The Difference Between a Sustainable Budget and a Balanced Budget
A balanced budget isn’t always a healthy one.
This is part of an ongoing series called Finance 101 that explains the basics of public finance for public officials.
Most states and many municipalities are legally required to pass balanced budgets each year. But a budget that is balanced isn’t always one representing a healthy spending plan. At the most basic level a sustainable operating budget is one where “normally occurring revenues are equal to your normally occurring expenditures,” says Suzanne Finnegan, chief credit officer for Build American Mutual. “And alternatively,” she adds, “extraordinary sources of revenue are used for extraordinary, one-time expenditures.”
New Jersey had its credit rating downgraded in 2014 because it was relying on one-time fixes to plug budget holes this year and not paying its long term liabilities. Its $807 million budget gap would also be much larger if the state hadn't pumped $91.6 million worth of one-time tobacco settlement money into the general fund this year.
In the eyes of credit ratings agencies, “regularly occurring expenditures” extend beyond the daily expenses of salaries and supplies to include long-term liabilities like retiree healthcare and benefits payments.
The following are some of the major areas where states and cities can cheat – and often do – en route to “balancing” the budget. Budgets that include these practices are generally not considered sustainable spending plans.
States and cities often don’t pay what they need to every year in order to keep pension plans fully funded. Employees have their contributions automatically taken out of their paychecks. But the government employer has to set aside money in the budget for its share. If money is tight, the government might only pay some (or none) of what is needed for the government to make good on its benefits promises down the road. Pension funds still pay out to existing retirees, however, so the consequences aren’t felt immediately. But the government skimping on a payment leaves the pension fund less healthy at the end of the year than it started.
Illinois has consistently underfunded its pension obligations over the last decade. Once a well-funded operation, the state's pension fund today has less than 40 percent of the money it needs to make good on all its benefits promises for the future.
Deferring maintenance on infrastructure is one of the easiest things to do, particularly because maintenance can seem like an “extra” cost. There’s no visible problem, so the desire to spend money isn’t always there. Sadly, deferring maintenance has become very much the norm across America. Hence, the consistently below-average grades doled out every four years by the American Society of Civil Engineers, which rates the condition and performance of the nation’s roads and bridges.

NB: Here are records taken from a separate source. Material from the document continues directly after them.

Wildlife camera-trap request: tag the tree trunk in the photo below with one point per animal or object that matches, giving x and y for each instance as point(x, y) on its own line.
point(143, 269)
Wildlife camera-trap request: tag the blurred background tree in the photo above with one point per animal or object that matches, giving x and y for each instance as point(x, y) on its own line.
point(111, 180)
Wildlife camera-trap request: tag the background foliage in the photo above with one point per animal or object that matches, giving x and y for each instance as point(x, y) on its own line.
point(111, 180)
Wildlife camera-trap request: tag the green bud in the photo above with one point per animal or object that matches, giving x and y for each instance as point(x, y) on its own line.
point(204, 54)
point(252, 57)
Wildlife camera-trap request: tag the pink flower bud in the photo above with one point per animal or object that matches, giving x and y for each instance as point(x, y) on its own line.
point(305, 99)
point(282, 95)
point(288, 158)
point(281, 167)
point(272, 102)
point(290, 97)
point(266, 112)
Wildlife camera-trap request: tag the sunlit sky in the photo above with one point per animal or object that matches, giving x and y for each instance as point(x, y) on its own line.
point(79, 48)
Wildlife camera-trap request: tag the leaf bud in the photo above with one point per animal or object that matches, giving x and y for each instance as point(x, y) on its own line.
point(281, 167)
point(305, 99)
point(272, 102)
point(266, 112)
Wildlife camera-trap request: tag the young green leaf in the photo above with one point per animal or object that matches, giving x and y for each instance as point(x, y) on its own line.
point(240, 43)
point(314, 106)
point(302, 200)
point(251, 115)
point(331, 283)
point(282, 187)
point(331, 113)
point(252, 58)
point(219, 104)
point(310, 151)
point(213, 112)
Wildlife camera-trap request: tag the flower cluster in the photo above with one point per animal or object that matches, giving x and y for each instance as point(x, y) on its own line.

Unlike pension liabilities, which will likely be the next generation’s problem, the bills from deteriorating infrastructure are coming due today. The lesson isn’t really sticking, however. In the wake of a Minneapolis bridge collapse that killed 13 people in 2007, states closed bridges, reduced weight limits or made immediate repairs. In 2012, the Federal Highway Administration said 67,000, or 11 percent, of the nation's bridges were structurally deficient — an improvement of one percentage point in the five years since the collapse.
Rainy day funds are there for a reason – when the economy contracts, governments are still expected to provide. Consequeently, many will have to draw upon their reserves at that point. Five states — Arkansas, Colorado, Illinois, Kansas and Montana — did not have specifically designated rainy day funds at the onset of the 2008 recession. In a report on the topic, the Center on Budget and Policy Priorities (CBPP) points out that these states (except Montana) “were hit hard by the recent economic downturn, and the lack of a rainy day fund left them more vulnerable to the recession’s effects,” the report said. Among these states, Illinois completely depleted any leftover money it had from previous operating budgets during the recession.
Regularly drawing down reserves, however, is not a sustainable way to balance a budget. In particular, using reserve funds during a budget year that also includes a spending increase will at a minimum create red flags in the eyes of credit ratings agencies.
In the 1980s and '90s, Washington, D.C., consistently hit deficits as mayoral administrations outspent their budgets and squandered reserve funds in the process. In 1995, a Congressional control board took over the city's finances and didn't give budgeting power back for eight years.
Governments that consistently turn to their reserves are not living within their means and are also placing themselves in a precarious position for the next economic downturn.